La nuit suivante le mauvais esprit apparut sous la forme d’une jeune fille qui vint agacer l’étudiant, mais celui-ci ne lui adressa pas la parole. Le revenant alors porta la main sur le livre que lisait l’étudiant mais sans oser le lui arracher, L’étudiant saisit cette main et demanda au revenant : « De quelle espèce de mauvais esprits es-tu pour oser profaner le livre du Saint homme ? Si l’on t’a fait quelque tort, si tu as quelque chose à réclamer, dis ce que tu veux et je le ferai connaître au propriétaire afin qu’il s’occupe de te soulager. Il n’est pas licite de venir tourmenter les hommes et détruire leurs biens. Celui qui le fait commet contre le Ciel et la Terre un péché irrémissible. »

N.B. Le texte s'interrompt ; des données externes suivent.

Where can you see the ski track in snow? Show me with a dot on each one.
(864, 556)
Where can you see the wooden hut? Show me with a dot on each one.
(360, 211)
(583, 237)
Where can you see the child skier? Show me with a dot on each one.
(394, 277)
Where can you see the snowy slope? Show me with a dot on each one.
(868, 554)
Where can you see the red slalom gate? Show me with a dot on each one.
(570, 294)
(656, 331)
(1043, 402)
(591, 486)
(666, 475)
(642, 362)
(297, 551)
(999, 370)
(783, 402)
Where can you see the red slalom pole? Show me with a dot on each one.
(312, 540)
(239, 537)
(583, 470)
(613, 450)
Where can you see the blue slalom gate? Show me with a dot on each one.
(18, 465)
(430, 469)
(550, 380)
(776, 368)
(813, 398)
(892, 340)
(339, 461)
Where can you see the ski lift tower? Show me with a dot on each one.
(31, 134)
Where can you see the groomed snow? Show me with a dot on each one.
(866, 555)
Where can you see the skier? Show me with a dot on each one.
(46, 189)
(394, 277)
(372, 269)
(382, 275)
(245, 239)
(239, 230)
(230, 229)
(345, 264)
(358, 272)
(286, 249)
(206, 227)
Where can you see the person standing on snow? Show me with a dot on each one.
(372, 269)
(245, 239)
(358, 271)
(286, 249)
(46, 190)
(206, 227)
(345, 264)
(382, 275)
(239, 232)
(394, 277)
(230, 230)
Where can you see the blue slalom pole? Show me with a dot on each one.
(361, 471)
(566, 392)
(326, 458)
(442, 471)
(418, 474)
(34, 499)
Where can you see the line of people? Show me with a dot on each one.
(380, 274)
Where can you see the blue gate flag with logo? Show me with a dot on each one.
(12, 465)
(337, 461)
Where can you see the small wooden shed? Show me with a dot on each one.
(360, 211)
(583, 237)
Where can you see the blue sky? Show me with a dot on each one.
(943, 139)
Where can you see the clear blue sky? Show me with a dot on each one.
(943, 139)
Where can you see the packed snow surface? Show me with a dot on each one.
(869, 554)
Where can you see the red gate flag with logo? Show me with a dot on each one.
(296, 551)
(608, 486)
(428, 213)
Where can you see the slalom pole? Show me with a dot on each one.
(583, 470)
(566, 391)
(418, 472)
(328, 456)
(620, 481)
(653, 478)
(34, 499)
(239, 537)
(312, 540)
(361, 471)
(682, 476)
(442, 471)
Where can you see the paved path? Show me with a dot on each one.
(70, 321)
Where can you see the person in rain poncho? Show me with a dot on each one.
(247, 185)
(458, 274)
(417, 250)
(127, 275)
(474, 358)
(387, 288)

Le revenant se mit à gémir et dit : « J’étais un coq ; je suis entré dans un massif de bambous pour chercher de la pâture et j’y suis pris depuis tantôt plus de vingt ans, subissant la chaleur et la pluie, la neige et la rosée, voyant se succéder les révolutions du soleil et de la lune. Au bout d’un long espace de temps je me suis transformé et je suis venu ici pour demander à mon maître de me délivrer ; mais, voyant qu’il n’avait pas pitié de son serviteur, j’ai été irrité et j’ai fait tout ce dommage pour l’émouvoir et non pour autre chose. Maintenant je vous prie de me délivrer, je vous serai reconnaissant et je ne ferai plus aucun mal. »

L’étudiant lui dit : « Si tu dis la vérité, montre-moi le bambou où tu es pris, demain je le ferai détruire et tu pourras sortir. » Le revenant répondit : « C’est à gauche en sortant d’ici ; au bout de six ou sept rangées vous arriverez au point où je suis couché. » Pendant ce discours le revenant avait mené l’étudiant jusqu’à la grande porte ; il lui dit alors de lui lâcher la main pour qu’il lui montrât l’endroit, mais à peine l’étudiant eut-il desserré les doigts que le fantôme disparut, et l’on entendit un froissement dans les bambous comme lorsque l’on traîne des épines.

L’étudiant alla raconter de point en point au maître de la maison ce qu’il avait vu. L’on envoya couper ces bambous, et lorsqu’une éclaircie eut été pratiquée l’on vit un coq d’apparence étrange, le milieu du corps effilé et les deux extrémités renflées. L’étudiant ordonna de faire un feu et de brûler ses ossements afin qu’il put renaître à une vie nouvelle dans laquelle il se montrerait reconnaissant du bienfait reçu.

À partir de ce moment, grâce à l’étudiant, la maison redevint calme et florissante comme par le passé. L’on vit ainsi que la doctrine du Saint homme réprime les mauvais démons qui n’osent plus exercer leur malice. Le maître de la maison alla rendre grâces à l’étudiant. Celui-ci lui dit : « Sachez que c’est à la Sainte doctrine que vous devez d’avoir recouvré la paix. »



  1. Tinh hoa. Influence du soleil et de la lune.
  2. Le kim cang pha ta kinh est un sutra bouddhique destiné à chasser les mauvais esprits.
  3. Les étudiants sont censés amaigris et affaiblis par leurs veilles.
  4. Il s’agit ici de ces petits récipients dans lesquels les pauvres mettent un peu d’huile et une mèche et constituent ainsi une lampe analogue à l’antique calél.
  5. Le Diêc kinh, édité et commenté par Confucius. Notre récit vient évidemment de lettrés qui, tout en partageant la croyance de leurs compatriotes en l’existence de mauvais esprits, attribuent une vertu souveraine aux livres canoniques et aux étudiants, tandis que les exorcismes des thây phâp et des bonzes restent sans effet.
  6. Ce sont les symboles magiques servant à la divination. (Voir Mayers, II, 241).